News Release

The Swissair Disaster Has Revealed A Gaping Hole In The Rules On Black Boxes

Reports and Proceedings

New Scientist

LAST month's crash of Swissair Flight 111 off Halifax, Nova Scotia, has revealed a disturbing flaw in the rules governing black box flight recorders. Because of a loss of power, the final minutes of voice and flight data are missing. Safety experts are calling for changes to ensure that recorders are backed up by battery power.

The crash left 229 people dead, yet without the missing data the tragedy may never be fully explained. Investigators with the Transportation Safety Board of Canada (TSBC) have found that the aircraft's cockpit voice recorder and flight data recorder stopped working six minutes before the aircraft disappeared from radar screens.

TSBC spokesman Dana Doiron says both recorders were powered by the third of the aircraft's three main power lines. The MD-11 airliner that crashed has three engines, and each line gets power from a different engine. Prior to the crash, the aircrew had reported smoke in the cabin. If they followed standard safety procedures to identify the source of an electrical fire, they may have switched off the number three line first in an attempt to isolate the problem.

Investigators are still piecing together what really happened. If the recorders had been backed up by battery power, their job might have been easier. What is the point of making black boxes virtually indestructible, ask some industry sources, if they can be switched off by pilots or knocked out if one of an airliner's power lines fails?

"You need to gather data right to the end, says Denis Chagnon, spokesman for the industry's global safety regulator, the Montreal-based International Civil Aviation Organization. Chagnon expects the final report on the crash to recommend the introduction of mechanisms to keep black boxes working even if power fails.
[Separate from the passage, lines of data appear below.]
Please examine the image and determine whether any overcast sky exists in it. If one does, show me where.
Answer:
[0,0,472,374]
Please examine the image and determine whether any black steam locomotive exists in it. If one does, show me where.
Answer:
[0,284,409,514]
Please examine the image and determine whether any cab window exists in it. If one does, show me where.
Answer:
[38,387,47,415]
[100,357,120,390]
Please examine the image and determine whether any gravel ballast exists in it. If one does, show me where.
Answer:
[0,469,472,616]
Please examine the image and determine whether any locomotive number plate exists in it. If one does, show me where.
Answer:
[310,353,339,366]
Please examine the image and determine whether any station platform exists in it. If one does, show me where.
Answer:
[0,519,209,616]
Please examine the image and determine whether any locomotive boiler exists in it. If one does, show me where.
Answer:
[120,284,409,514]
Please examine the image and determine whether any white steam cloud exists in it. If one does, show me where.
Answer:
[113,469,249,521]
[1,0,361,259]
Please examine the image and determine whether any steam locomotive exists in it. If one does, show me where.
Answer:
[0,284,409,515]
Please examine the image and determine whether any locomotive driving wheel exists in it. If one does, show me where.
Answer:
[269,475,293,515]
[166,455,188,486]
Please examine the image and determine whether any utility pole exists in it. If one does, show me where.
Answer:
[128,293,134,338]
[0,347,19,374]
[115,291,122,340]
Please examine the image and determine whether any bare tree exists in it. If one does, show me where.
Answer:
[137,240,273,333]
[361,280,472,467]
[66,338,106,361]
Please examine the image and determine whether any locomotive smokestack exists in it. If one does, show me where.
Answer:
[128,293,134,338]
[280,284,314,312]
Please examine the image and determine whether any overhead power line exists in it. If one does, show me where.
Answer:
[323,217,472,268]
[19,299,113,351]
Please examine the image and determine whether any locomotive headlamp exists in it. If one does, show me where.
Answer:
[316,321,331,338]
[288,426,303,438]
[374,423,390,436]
An airliner's voice recorder tapes all cockpit noise, including radio conversations, pilots' voices and engine noise. It records on a 30-minute loop, so that in the event of a crash, investigators can listen to the aircraft's final minutes. The flight data recorder, taping on a 25-hour loop, records key parameters such as altitude, airspeed and flap position. Currently, the only part of the recorders that have battery power are their underwater locator beacons, which emit an acoustic signal for 35 days.

John Thom, a spokesman for Boeing in Seattle, which makes the MD-11, says that providing battery power to existing black box recorders may be counterproductive-because the tape is a loop, the data would be overwritten if the devices weren't quickly recovered. But Albert Reitan, a specialist in voice recorder analysis at the US National Transportation Safety Board in Washington DC, says this problem could be solved by adding a "g-switch" between the battery and the recorder that would sense the force of the crash and cut out.

So why haven't such devices already been made mandatory? Les Dorr, a spokesman for the US Federal Aviation Administration in Washington DC, says that one reason his organisation hasn't acted is that, in the event of a total power failure, the systems that feed information into the flight data recorder would also shut down. "The data recorder would function, but there would be nothing on it," he says.

But Reitan notes that five key instruments in modern aircraft, including the airspeed indicator and the altimeter, are low-powered liquid crystal display devices that themselves have battery back-up. So there would still be some key data to record. "In any investigation, the more information you have the better off you are," he concludes.